Clinical Trials for Lung Cancer

Clinical trials offer us the hope that a new medication or treatment will improve survival or quality of life to a greater degree than therapy that is currently available. According to the National Cancer Institute, most people with lung cancer should consider a clinical trial. But how can you find one? 

There is a great opportunity for people with lung cancer, but we'll get there. Your oncologist may suggest a clinical trial, or you may wish to look up trials on your own. Resources for finding clinical trials include clinical trial databases, as well as matching services (specialists can assist you in locating a clinical trial depending upon your diagnosis and your desired location for treatment).

Before learning more about clinical trials it can be helpful to learn about the pros and cons and questions to ask, as well as the different phases of clinical trials, for example, if a clinical trial is a phase 1 trial done on just a few people to determine safety, or a larger phase 3 trial looking at thousands of people. Keep in mind that research in medicine is changing. Whereas in the past, phase I trials were thought of as "last ditch" trials, there are now many people with lung cancer living only because of these trials.

The fact that you made it to this page means that you are taking an active part in your health. Being an active member of your healthcare team is not only helpful but essential in our changing world. Take a minute to learn a little more about researching your lung cancer online, as well as tips on being an advocate for yourself in your cancer care.
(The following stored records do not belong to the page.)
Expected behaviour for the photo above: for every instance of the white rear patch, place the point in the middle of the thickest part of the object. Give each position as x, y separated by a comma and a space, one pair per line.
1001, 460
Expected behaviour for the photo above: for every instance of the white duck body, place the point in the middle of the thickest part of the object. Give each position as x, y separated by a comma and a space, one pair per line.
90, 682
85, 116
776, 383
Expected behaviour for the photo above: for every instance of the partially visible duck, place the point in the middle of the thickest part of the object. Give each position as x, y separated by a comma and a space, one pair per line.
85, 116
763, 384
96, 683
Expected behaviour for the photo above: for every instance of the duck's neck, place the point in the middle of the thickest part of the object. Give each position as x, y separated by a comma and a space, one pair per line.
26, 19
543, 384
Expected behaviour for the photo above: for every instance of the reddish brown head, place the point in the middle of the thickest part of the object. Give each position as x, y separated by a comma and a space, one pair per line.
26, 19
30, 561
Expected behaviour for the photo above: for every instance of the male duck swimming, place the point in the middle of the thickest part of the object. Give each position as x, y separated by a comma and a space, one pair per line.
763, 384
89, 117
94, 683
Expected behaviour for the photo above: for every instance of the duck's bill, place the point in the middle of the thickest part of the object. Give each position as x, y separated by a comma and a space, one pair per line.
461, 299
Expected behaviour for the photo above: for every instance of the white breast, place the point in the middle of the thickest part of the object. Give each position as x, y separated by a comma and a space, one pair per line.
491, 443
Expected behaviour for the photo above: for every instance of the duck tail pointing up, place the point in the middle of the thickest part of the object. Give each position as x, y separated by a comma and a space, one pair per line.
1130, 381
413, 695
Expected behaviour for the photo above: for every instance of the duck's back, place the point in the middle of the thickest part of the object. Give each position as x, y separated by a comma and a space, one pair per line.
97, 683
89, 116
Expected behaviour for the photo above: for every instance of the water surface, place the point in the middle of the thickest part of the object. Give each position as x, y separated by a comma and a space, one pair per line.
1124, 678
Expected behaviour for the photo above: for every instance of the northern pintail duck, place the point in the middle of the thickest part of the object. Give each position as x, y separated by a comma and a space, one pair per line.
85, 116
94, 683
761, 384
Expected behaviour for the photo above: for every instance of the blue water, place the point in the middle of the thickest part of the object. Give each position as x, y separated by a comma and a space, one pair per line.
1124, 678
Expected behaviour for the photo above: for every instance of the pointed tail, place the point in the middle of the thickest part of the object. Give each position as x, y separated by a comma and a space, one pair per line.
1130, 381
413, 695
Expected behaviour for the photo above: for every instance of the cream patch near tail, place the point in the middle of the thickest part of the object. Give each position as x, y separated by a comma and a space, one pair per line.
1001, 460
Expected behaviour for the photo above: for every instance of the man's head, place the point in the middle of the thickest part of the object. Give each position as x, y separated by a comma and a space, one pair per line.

Clinical Trial Matching Services

Until only recently, people either had to depend on their oncologist to be an investigator in a specific clinical trial, or to refer someone for a trial.That's changing, and so is the sheer number of trials designed to find new treatments for lung cancer.

As a quick summary of how rapidly progress is being made with lung cancer, the treatments available for lung cancer have more than doubled since 2011. For those who have certain genetic abnormalities in their cancer cells, lung cancer can sometimes be treated as a chronic disease. Some immunotherapy drugs have resulted in dramatic responses for even those with the most advanced tumors. But the first drug in this category was only approved in 2015. .

Keep in mind that each of those new treatments began as a clinical trial, and in each of those trials, people had the opportunity to use a treatment that was better than what was otherwise available at the time. Now, combinations of immunotherapy drugs are being studied in clinical trials and offer hope that even more of these cancers can be controlled. For the first time ever, oncologists are even wondering if some people with stage 4 lung cancer may be cured. In addition, new targeted medications are being studied for previously untreatable gene mutations.

Unless you are an expert at navigating medicalese on the web, using a clinical trial matching service is a great opportunity. It still is, even if you research on your own. And it's free.

Several lung cancer organizations have put together this personal, free, and confidential matching service just for people with lung cancer. You can speak with a clinical trial navigator on the phone or a complete a form online to learn about clinical trials that may match your particular situation.

The Emerging Med Navigator allows you to search over 10,000 clinical trials in the United States and Canada online or by telephone. A matching service is also available; complete a detailed profile to see if you match with any of these studies. A clinical trials specialist contacts you free of charge by telephone to answer questions during your search and to help you get in contact with the physicians conducting the studies.

Clinical Trial Databases

Clinical trials databases are available online and allow you to access a multitude of clinical trials. A few of the largest include:

This directory is provided as a service by the National Institutes of Health and lists over 55,000 clinical trials. Trials for lung cancer can be found by searching under "lung neoplasm."

CenterWatch provides an international listing of clinical trials along with patient education information to assist you in your decision-making process.

The National Cancer Institute lists over 6,000 clinical trials that can be searched by cancer type and zip code (location trial is taking place).

The Lung Cancer Community

In addition to researching clinical trials through your doctor, through databases, and through a matching service, becoming involved in the lung cancer community is an excellent way to determine whether or not you are "missing" anything in your quest for treatment options or support.

The last decade has seen tremendous growth in the role people play in their cancer care. Many cancer conferences now invite survivors (via scholarships) to attend meetings. There are online support groups, Facebook groups, and even tweet chats on Twitter in which survivors, caregivers, and advocates can have direct conversations with the leading oncologists, thoracic surgeons, and more who are treating the disease, and researchers who are studying the disease. If you start looking around on social media, be aware of the hashtag #lcsm which stands for lung cancer social media, so you can find the right people.